For every 100 kilometers of fibre, the round trip takes about 1 millisecond. Even though the compensation process happens very quickly, the time on the receiving end can drift during the round trips. To solve this problem, a quartz oscillator at the remote location keeps the time steady between round trips.

"The frequency of the quartz oscillator will also eventually drift, so our unique process combines local stabilization with the quartz oscillator for short time lengths, with the longer - greater than round trip time - stabilisation provided by the transmitted stable frequency reference technique," said Baldwin. "This highly stable method for transmitting the frequency reference allows an atomic clock, which cost around two hundred thousand dollars, to be replaced with a system that only costs a few tens of thousand dollars."

Demonstrating long-distance transmission
To demonstrate their method, the researchers began with a type of atomic clock known as a hydrogen maser located at the CSIRO Australia Telescope Compact Array (ATCA). They imprinted the radio frequency reference signal from the maser onto a laser beam that then travelled through a 155-kilometer AARNet fibre and several amplification stages to a second radio telescope, and back again. Once the compensation process began, the reference was picked up by the radio telescope at the other end of the connection.

The researchers used the stable frequency reference to calibrate both telescopes, which were used to examine the same object in space. They found that rather than the stable frequency signal limiting the performance of the telescopes, atmospheric differences between the two locations was the limiting factor.

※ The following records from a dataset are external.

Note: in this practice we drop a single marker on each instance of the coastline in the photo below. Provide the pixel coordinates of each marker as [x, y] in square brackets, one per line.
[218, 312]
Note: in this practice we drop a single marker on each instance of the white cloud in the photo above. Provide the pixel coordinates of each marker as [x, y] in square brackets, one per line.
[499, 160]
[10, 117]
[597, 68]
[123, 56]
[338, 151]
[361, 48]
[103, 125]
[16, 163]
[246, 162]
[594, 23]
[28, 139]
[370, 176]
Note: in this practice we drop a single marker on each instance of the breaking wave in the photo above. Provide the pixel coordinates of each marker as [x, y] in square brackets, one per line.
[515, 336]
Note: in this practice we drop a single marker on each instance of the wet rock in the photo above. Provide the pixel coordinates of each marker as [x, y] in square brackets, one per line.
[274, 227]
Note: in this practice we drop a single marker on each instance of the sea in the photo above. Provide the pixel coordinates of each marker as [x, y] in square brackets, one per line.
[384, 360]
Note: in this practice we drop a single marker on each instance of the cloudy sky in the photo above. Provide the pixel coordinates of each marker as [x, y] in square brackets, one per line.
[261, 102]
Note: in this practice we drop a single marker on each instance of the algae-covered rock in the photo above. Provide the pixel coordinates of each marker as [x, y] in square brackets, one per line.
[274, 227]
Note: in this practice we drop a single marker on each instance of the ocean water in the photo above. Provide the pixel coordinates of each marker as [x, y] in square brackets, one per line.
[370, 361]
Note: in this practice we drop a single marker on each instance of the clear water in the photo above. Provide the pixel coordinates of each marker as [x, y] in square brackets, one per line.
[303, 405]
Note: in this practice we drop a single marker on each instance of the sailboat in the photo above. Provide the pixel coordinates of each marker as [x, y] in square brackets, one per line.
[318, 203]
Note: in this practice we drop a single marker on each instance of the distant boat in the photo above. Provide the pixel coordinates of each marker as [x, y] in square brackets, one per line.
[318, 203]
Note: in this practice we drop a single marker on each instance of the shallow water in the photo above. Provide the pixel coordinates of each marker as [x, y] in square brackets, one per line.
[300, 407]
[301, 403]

To eliminate atmospheric interference and better understand how the new method improved the telescope performance, the researchers then used just one telescope antenna at the ATCA fitted with two separate receivers to take measurements. This "split antenna" method allowed one receiver stabilized by the hydrogen maser to be compared with the other receiver stabilized using the stable frequency reference that was sent on a 310- kilometer round trip through the fiber.

"Our experiments showed that the transmitted frequency reference was very stable, significantly more stable than the earth's atmosphere," says Baldwin. "Our approach of exactly replicating the stable frequency signal from one atomic clock performed at least as well as two atomic clocks, which can exhibit slight differences from each other."

The researchers say that their demonstration shows that the new method is ready for implementation by radio astronomers who want to avoid using multiple atomic clocks across a telescope array. The method can be used over even longer distances by using more amplifiers to boost the signal. This would also allow stable frequency references to be broadcast across a national fiber optic network, where any scientist with access to a telecommunications network could use them.

"When atomic clocks were first invented, no one thought that they would provide timing standards that would be used for GPS navigation, for example," says Baldwin. "We hope that in the same way, easy access to frequency standards that are just as stable as those found in a national measurement laboratory will be an enabling technology for many applications that require precise timing and accurate frequency measurements."